Why is priority given to people under 45 years of age?
In Spain, vaccination against smallpox was compulsory until 1979 and was administered at 20 months of age. At that time it was removed from the vaccination schedules, as the disease was considered eradicated. It is assumed that people who have been vaccinated maintain a certain degree of protection against monkeypox as well.
Is it safe?
The safety profile of the vaccine is favourable, with the possibility of mild to moderate side effects, according to the EMA. The Spanish Society of Epidemiology has issued a statement in which it considers that the vaccine "is safe to use and its side effects are similar to those of other vaccines, and may cause headaches, nausea, muscle pain, asthenia (tiredness) or pain in the area of the puncture".
Is it approved for all population groups?
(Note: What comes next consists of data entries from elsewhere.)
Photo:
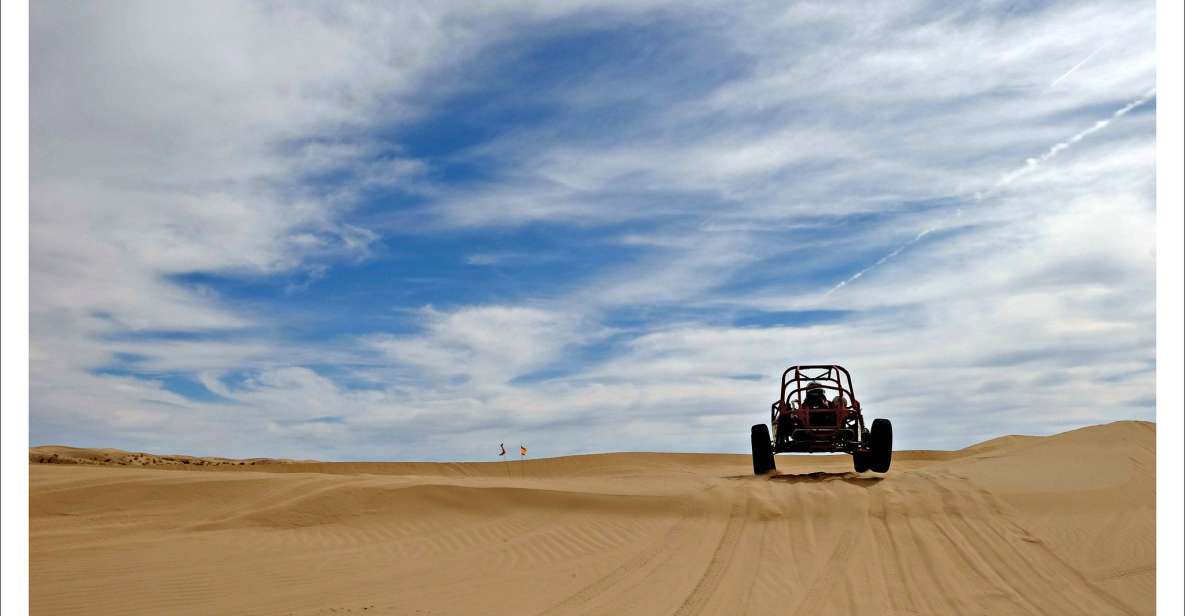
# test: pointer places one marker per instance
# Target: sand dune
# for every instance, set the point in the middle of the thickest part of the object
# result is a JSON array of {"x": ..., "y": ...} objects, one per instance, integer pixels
[{"x": 1018, "y": 525}]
In principle, the vaccine is not authorised for use in children, pregnant women and breastfeeding women. However, as stated in the latest update from the Public Health Commission, it is not contraindicated in these populations and has been used in small outbreaks in the UK in 2018 and 2019 with no adverse effects reported. It is recommended for use after individualised assessment in children of any age and pregnant women in any trimester of pregnancy, as the disease may be more severe and cause sequelae in these populations.
In whom is it contraindicated?
In people with hypersensitivity to the active ingredient or to any of the residues of which it contains traces: chicken protein, benzonase, or the antibiotics gentamicin and ciprofloxacin.
How many doses are given?
The standard schedule is two doses administered at least 28 days apart. However, due to the shortage of available vaccines, at present only one dose will be administered. In the case of post-exposure prophylaxis, one dose will be given within 4 days of close contact, although it may be offered up to 14 days, in which case it would not be so much to prevent as to attenuate possible disease. In immunocompromised persons, two doses should be administered.
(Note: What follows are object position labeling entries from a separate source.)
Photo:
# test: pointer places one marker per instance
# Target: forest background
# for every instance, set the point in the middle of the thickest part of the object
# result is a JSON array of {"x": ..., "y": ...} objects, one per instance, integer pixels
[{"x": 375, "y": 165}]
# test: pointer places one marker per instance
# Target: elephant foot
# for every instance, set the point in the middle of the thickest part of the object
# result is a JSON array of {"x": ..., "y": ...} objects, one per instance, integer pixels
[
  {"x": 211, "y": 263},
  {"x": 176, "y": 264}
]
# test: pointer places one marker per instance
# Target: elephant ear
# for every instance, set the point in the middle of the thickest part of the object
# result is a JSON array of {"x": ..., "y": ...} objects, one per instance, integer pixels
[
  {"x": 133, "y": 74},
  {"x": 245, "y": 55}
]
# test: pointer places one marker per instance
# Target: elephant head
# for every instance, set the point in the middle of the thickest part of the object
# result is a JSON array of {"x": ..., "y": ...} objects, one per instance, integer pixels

These recommendations will be adapted according to the epidemiological situation and the availability of vaccines.
How many doses are available?
There is currently a global shortage of vaccines, which are manufactured by a single laboratory. Spain purchased 200 doses of Imvanex in June by direct purchase from the Netherlands. Subsequently, the European Commission has made a joint purchase of just over 160,000 doses of Jynneos vaccine from the United States, where it was already approved against monkeypox as of 2019. Spain, which has already received 5,300 doses, will initially receive 10%. Further shipments are planned for the next two months. In addition, Spain has two million doses of an older, second-generation vaccine in stock. However, its use is not recommended in the current situation.